Asian companies are seeking assets in North America after the continent last year reported the world’s biggest increase in oil and gas production after the Middle East. A surge in gas produced by cracking open shale rocks in the U.S. made it the world’s biggest producer of the fuel in 2009. Canada requires almost C$650 billion of investments over the next decade to develop its biggest resource projects.
The U.S. will become a net exporter of liquefied natural gas starting in 2016 and will be a net shipper of natural gas by 2020, beating last year’s forecast by two years, the U.S. Energy Department said in an early release of its Annual Energy Outlook 2013 report on Dec. 5. The increasing production of oil, gas and renewable fuels will reduce the share of net imports in total U.S. energy consumption to 9 percent by 2040 from 19 percent in 2011, the department said.
The takeover of Progress Energy will help Canada develop gas resources and find an alternative market, Petronas has said. Acquiring the Calgary-based explorer would give Petronas ownership of the second-largest holder in the Montney shale-gas area of British Columbia and full control of the three Progress Energy fields in which Petronas bought a stake last year.
“It’s quite a huge investment,” Petronas Chief Executive Officer Shamsul Azhar Abbas, said Nov. 29 in Kuala Lumpur. “We’re basically helping the country to find an alternative outlet. They’re counting on one market, the U.S.”
Progress Energy got all of its revenue from Canada in 2011, according to data compiled by Bloomberg.

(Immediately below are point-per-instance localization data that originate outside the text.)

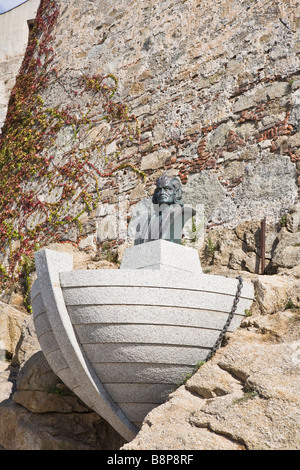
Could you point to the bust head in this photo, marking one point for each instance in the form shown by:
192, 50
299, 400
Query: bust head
168, 191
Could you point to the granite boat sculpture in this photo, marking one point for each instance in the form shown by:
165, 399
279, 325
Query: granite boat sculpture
123, 339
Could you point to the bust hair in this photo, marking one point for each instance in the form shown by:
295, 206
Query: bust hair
175, 182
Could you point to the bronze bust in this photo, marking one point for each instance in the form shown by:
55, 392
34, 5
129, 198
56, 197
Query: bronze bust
167, 215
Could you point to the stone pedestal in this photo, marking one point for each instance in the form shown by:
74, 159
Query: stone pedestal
161, 254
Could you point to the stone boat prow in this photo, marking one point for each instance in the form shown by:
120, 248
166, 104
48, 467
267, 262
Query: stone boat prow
122, 340
60, 344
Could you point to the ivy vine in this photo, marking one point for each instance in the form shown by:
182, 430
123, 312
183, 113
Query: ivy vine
44, 186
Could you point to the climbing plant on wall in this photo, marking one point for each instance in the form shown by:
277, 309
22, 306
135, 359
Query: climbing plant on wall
45, 185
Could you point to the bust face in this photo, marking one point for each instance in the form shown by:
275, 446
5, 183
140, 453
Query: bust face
165, 192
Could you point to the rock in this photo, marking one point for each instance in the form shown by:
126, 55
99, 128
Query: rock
287, 253
28, 343
56, 421
204, 188
293, 219
11, 321
273, 293
246, 397
40, 391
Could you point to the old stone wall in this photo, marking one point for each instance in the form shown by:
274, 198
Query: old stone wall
209, 92
110, 95
13, 41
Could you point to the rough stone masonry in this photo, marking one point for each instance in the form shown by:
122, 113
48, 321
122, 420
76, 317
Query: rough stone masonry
215, 89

Last year, 29 percent of Nexen’s daily oil and gas production of 207,000 barrels of oil equivalent was in Canada, according to the company’s annual report. The U.K. accounted for 43 percent of the company’s output. Nexen had 77 percent of its net proven and probable reserves in Canada at the end of 2011, according to the report.
With the majority of Nexen’s production located outside Canada, Cnooc may have a better chance of winning approval for its bid, Neil Beveridge and Ying Lou, Hong Kong-based analysts at Sanford C. Bernstein, in an Oct. 22 report.

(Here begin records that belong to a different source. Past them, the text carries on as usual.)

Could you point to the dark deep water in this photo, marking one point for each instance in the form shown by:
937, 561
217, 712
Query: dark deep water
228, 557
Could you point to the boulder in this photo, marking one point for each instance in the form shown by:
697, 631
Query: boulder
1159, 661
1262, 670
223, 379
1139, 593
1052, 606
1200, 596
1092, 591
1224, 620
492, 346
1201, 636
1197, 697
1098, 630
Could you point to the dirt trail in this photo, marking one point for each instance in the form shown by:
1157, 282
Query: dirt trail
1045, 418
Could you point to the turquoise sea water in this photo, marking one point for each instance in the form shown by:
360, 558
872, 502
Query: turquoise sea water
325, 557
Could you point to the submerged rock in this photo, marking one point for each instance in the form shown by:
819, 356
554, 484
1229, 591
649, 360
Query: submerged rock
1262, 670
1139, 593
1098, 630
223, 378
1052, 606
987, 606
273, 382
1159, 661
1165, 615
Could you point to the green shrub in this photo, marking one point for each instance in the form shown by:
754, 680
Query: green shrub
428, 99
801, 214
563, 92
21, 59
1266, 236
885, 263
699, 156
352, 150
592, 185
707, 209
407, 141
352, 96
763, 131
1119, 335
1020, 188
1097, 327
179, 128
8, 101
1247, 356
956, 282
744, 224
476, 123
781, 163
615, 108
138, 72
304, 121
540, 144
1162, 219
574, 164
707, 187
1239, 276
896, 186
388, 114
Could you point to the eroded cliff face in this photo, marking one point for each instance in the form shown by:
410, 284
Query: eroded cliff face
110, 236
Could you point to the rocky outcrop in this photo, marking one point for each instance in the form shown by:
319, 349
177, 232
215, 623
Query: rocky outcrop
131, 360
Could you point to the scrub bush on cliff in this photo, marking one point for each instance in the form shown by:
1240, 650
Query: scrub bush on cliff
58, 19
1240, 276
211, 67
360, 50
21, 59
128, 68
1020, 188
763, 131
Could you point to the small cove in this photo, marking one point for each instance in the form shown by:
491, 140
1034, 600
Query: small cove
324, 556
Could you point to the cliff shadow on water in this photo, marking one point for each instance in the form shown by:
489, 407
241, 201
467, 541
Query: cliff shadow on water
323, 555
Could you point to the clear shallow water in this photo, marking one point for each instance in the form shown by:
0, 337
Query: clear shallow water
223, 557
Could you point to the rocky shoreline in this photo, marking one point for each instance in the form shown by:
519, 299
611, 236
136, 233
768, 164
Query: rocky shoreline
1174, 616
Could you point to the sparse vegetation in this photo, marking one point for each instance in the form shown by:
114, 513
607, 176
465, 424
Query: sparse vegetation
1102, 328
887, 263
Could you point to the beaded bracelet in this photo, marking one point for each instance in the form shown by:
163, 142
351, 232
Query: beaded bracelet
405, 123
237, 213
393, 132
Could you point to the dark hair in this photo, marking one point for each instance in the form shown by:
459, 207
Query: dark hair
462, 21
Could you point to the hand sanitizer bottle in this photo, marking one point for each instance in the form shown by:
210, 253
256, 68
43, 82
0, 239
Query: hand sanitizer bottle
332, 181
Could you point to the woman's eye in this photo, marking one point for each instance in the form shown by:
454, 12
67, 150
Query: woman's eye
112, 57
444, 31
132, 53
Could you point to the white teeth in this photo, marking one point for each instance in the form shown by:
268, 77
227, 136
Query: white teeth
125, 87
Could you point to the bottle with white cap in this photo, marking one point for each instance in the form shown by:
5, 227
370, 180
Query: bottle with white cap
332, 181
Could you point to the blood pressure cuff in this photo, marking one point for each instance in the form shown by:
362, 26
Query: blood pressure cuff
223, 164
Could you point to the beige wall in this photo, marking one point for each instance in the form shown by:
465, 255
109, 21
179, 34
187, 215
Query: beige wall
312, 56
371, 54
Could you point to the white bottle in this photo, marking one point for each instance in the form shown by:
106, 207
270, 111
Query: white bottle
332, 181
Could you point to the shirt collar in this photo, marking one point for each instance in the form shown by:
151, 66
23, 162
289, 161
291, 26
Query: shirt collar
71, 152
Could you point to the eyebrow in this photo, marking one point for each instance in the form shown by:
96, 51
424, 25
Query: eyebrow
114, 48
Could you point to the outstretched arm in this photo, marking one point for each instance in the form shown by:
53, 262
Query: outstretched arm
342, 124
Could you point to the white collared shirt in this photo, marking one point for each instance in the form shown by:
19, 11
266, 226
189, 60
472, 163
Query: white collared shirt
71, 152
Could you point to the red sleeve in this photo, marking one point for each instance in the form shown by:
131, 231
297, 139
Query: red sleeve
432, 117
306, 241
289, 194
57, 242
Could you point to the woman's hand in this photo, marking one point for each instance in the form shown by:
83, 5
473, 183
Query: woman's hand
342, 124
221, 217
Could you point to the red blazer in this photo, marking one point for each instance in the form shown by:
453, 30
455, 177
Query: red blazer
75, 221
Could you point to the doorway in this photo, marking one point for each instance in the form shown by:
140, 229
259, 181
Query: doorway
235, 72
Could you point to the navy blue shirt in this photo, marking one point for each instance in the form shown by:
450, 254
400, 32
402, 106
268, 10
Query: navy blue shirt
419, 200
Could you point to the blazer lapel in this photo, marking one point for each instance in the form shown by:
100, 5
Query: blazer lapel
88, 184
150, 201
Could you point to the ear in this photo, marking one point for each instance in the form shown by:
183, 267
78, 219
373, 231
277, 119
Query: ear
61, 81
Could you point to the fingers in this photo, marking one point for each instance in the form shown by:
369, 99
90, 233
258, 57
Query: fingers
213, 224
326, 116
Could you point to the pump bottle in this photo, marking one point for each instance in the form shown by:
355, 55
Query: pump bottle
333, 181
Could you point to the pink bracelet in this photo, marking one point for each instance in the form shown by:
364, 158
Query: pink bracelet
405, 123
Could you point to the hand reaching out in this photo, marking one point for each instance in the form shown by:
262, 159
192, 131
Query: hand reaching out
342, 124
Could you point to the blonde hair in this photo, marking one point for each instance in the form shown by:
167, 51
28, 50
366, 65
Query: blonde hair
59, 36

An approval would give China assets needed to feed the world’s fastest-growing economy. China’s state-run companies, backed by the world’s biggest foreign-exchange reserves of $3.3 trillion and cheap loans by banks, have snapped up oil, gas and mineral assets from Australia to Africa and Latin America.
Many Canadians are uneasy about deals such as Cnooc’s, Canadian Prime Minister Stephen Harper said. Fifty-eight percent of Canadians believe the Nexen bid should be blocked, an online Angus Reid Public Opinion survey of 1,000 people conducted from Oct. 10 to Oct. 11 showed. The New Democratic Party, Harper’s main rival in Parliament, has opposed the bid.
Scrutiny of foreign takeovers has stymied deals in North America before. Cnooc was forced in 2005 to abandon a $19 billion hostile bid for El Segundo, California-based Unocal as U.S. lawmakers proposed legislation to block it.
Canada rebuffed Melbourne-based BHP’s $40 billion hostile takeover bid for Potash Corp. of Saskatchewan Inc. in 2010, the second rejection in 25 years following its blocking of Alliant Techsystems Inc.’s bid for MacDonald Dettwiler & Associates Ltd.’s space business in 2008.
Still, Canada needs “hundreds of billions of dollars of capital” to unlock the potential of its oil sands, Pacific Coast liquefied natural gas export facilities and emerging shale developments, according to Eric Nuttall, a portfolio manager who oversees $110 million at Sprott Asset Management Inc. in Toronto.
“It’s clear that internally, domestic capital cannot fund such projects in a timely manner, thus as a country we’re forced to look externally at funding,” Nuttall said. Rejection of the two bids “would be hugely destructive to the value of many Canadian companies,” he said.